[plug] RAID-1 vs rsync vs ? for high availability

Denis Brown dsbrown at cyllene.uwa.edu.au
Mon Dec 9 09:33:12 WST 2002


At 23:18 6/12/2002 +0800, levsky at iinet.net.au wrote:
>On Fri, Dec 06, 2002 at 10:56:21PM +0800, Denis Brown wrote:
> > The RAID HOWTO points me in the direction of RAID-1 and by using

>...snip...

>RAID-1 is cool, but you take quite a performance hit on writes.
>Plus, it's *really* wasteful on disk resources.  I'm fond of RAID-5
>personally, if implemented with a decent hardware raid controller.
>Just depends on what you're doing I suppose - If you're just mirroring
>your system drive, then RAID-1 is likely to be more than adequate.
>If you're trying to store lots of data, it's probably not.

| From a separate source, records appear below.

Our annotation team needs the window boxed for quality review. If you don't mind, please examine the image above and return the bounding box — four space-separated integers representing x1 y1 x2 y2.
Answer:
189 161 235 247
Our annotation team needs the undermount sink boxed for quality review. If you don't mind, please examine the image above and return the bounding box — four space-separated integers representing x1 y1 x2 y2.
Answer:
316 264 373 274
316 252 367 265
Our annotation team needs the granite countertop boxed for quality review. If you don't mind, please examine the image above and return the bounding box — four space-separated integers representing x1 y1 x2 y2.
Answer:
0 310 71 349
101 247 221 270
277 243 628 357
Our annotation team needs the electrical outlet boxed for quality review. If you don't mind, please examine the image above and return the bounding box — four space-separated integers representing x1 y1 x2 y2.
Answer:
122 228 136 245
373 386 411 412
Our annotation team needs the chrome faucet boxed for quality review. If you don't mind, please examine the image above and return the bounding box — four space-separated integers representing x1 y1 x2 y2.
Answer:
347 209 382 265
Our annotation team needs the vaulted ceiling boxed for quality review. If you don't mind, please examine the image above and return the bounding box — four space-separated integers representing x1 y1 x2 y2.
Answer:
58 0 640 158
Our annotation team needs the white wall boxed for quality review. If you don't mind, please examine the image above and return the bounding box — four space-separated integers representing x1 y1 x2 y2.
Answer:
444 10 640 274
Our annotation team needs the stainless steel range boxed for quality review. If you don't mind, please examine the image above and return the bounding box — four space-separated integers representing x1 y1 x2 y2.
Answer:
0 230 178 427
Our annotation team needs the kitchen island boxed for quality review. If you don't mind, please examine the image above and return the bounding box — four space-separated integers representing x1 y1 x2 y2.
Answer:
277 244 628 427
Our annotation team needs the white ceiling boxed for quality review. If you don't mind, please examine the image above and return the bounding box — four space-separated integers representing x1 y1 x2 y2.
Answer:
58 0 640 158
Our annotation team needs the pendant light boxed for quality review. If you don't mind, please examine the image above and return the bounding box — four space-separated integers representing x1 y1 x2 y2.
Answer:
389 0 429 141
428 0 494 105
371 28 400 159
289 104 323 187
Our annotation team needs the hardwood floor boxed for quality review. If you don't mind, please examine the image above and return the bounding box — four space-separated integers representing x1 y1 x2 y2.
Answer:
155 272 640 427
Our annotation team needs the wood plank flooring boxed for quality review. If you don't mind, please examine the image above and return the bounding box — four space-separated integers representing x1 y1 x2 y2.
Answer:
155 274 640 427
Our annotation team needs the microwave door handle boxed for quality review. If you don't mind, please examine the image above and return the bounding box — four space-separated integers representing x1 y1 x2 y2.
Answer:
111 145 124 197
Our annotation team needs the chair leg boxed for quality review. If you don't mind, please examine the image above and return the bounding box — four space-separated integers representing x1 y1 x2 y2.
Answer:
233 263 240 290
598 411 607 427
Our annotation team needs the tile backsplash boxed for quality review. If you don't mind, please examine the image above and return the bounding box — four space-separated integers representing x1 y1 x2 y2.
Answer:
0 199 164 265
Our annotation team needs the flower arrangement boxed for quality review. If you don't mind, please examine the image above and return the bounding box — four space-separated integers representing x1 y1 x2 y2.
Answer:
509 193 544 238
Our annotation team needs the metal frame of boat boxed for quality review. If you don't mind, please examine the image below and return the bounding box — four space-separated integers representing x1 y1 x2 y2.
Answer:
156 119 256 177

Data volume is not going to be a big issue here (famous last words!) at 
least initially, so RAID-1 seemed to be the way to go.  Agree about the 
wasteful nature of the concept re disk resources but I'd rather not have to 
explain why my users' precious appointments have just gone to /dev/null 
:-)   When funds permit (aka when the toe-in-the-door has become a 
full-fledged foot) time to ask for more money to support RAID-5 and a 
hardware controller.

Okay, to a degree I am being a bit pessimistic -- I have one system that 
had a 400+ days uptime and only went down due to major electrical 
switchboard work (12+ hours) where no UPS could have coped, and another 
that had 280+ days continuous so the track record has been pretty good even 
on hardware to which no special attentions in the line of disks, have been 
paid.

>If you're planning to have more than about half a gig of ram in your
>machine, some form of ECC is a must.  With standard bit error rates
>what they are, your probability of having some ram bit errors over
>a couple of months is very high.

Thanks, very good thought.   Which begs the question.. automated RAM 
monitoring?   Maybe the H-A HowTo will have something to say and I have yet 
to hunt the web.   The thought I have is to have a daemon running at a low 
priority which scans memory x-hundred-K at a time.   When a free segment is 
"approved okay" and is contiguously large enough to contain untested but 
currently-occupied memory, the process employing the to-be-tested memory 
segment is stopped, moved to the tested segment, restarted and the 
previously-busy memory is tested.   On a round-Robin basis so that over the 
course of, let's say a day, all memory is tested.   Might get tricky for 
kernel memory occupancy though, eh?

>Really - as you've already intimated, the best solution is to have
>redundant boxes.

Yes, pipe-dream territory now but worthwhile over the long term, especially 
when I can distribute the hardware across physical sites and give users a 
more responsive system into the bargain.